In 1980 Chuinard wrote “that appendicitis is not adiagnosis that would have entered the minds of either Lewis or Clark. Not long after the Expedition, appendicitis was recognized, but it was years after, that it was treated successfully.” Chuinard goes on to say that “Sergeant Floyd was the first American soldier to be buried west of the Mississippi River.” From E. G. Chuinard,
Only One Man Died: The Medical Apsects of the Lewis and Clark Expedition.
Glendale, CA: The Arthur H. Clark Co., 1980, pp. 238–39.

The men of the Lewis and Clark party placed a cedar cross over the grave. In 1811 Henry Brackenridge passed the grave and wrote in his journal, “The grave occupies a beautiful rising ground, now covered with grass and wild flowers. The pretty little river, which bears his name, is neatly fringed with willow and shrubbery…. No one has disturbed the cross; … even Indians who pass, venerate the place, and often leave a present as offering near it.” Thwaites, Vol. VI, 1816,1904, p. 85.

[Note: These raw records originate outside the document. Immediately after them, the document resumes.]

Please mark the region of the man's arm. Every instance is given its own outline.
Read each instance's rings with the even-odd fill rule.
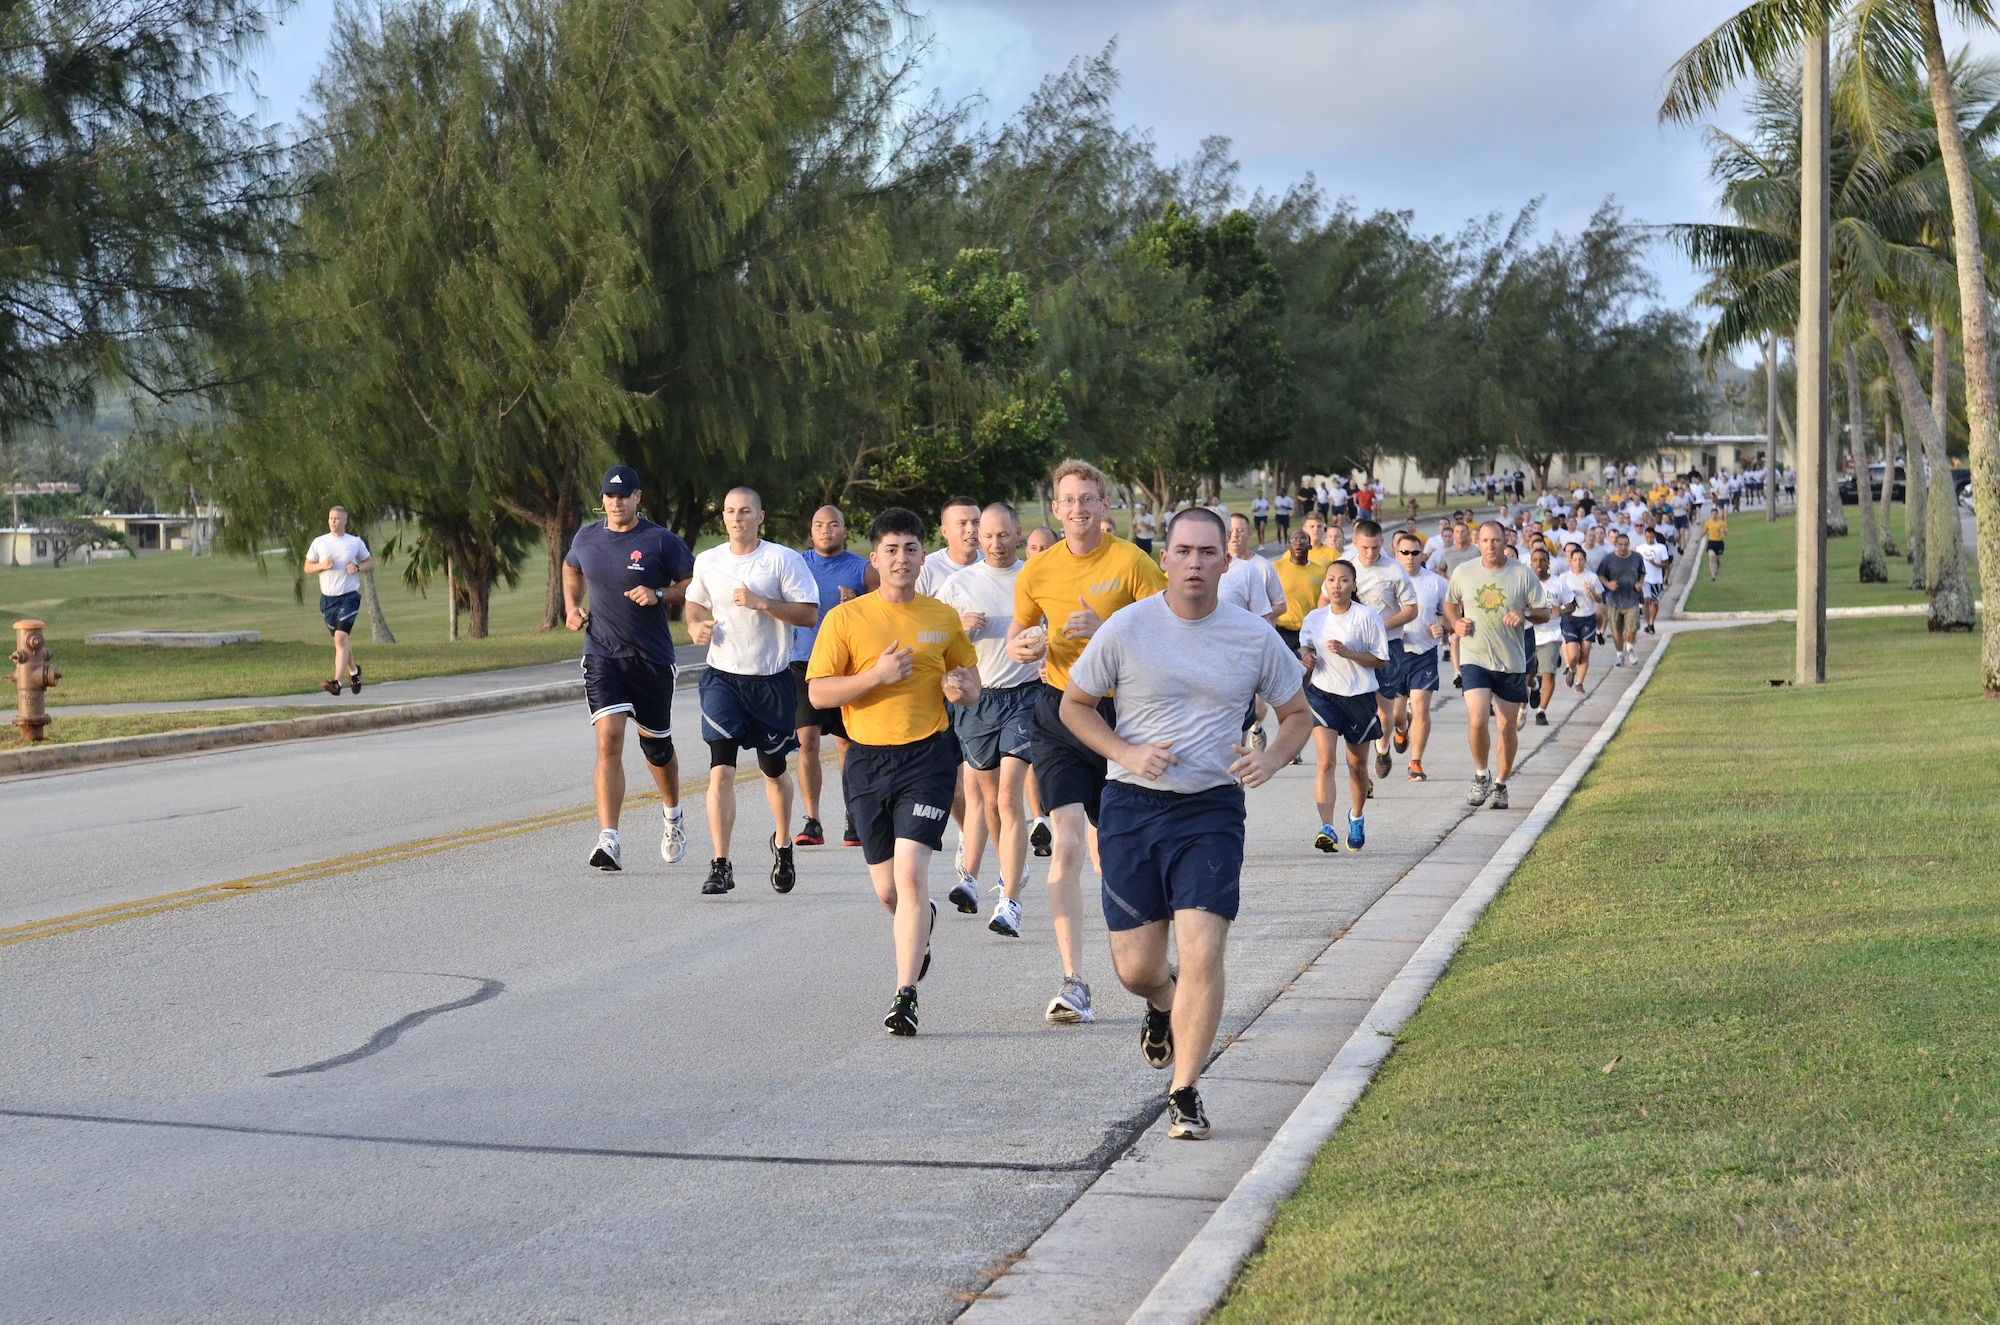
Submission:
[[[795,603],[785,598],[766,598],[763,594],[752,593],[741,587],[736,590],[735,597],[738,607],[747,607],[753,612],[776,617],[788,626],[810,626],[819,621],[818,603]]]
[[[1097,706],[1103,699],[1104,696],[1093,695],[1076,682],[1070,682],[1069,688],[1063,691],[1062,708],[1059,711],[1062,714],[1063,725],[1069,728],[1072,736],[1127,772],[1148,782],[1156,781],[1169,767],[1180,762],[1174,758],[1173,751],[1165,745],[1134,745],[1111,730],[1111,724],[1097,711]],[[1291,760],[1287,759],[1285,762],[1289,764]]]
[[[571,630],[583,629],[583,572],[565,564],[562,568],[563,624]]]
[[[889,647],[882,650],[882,656],[875,660],[874,666],[852,676],[812,677],[806,682],[806,696],[818,709],[837,709],[852,704],[871,690],[908,680],[915,657],[915,651],[903,648],[901,640],[890,640]]]
[[[568,567],[564,567],[564,569],[567,570]],[[668,607],[672,607],[677,603],[687,602],[688,585],[693,580],[694,576],[684,575],[680,579],[675,580],[672,584],[668,585],[666,588],[657,590],[657,592],[660,595],[660,601],[666,604]],[[567,575],[564,576],[564,582],[565,583],[568,582]]]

Sometime later a Sioux chief camping nearby the grave site lost a son and had him buried in the same grave with Floyd, because of a belief that the white men had a better hereafter. However, when Floyd’s body was moved in 1857 because the Missouri River had cut into the bank of Floyd’s Bluff some of the bones were already lost, so that the story of the young son of the Sioux chief cannot be verified. On August 20,1895, the few bones that had been found and placed in urns were reburied and a concrete slab marker was put over the grave. The Sioux City Museum has a plaster model of Floyd’s skull and a piece of his first coffin. Chuinard, pp. 240–42.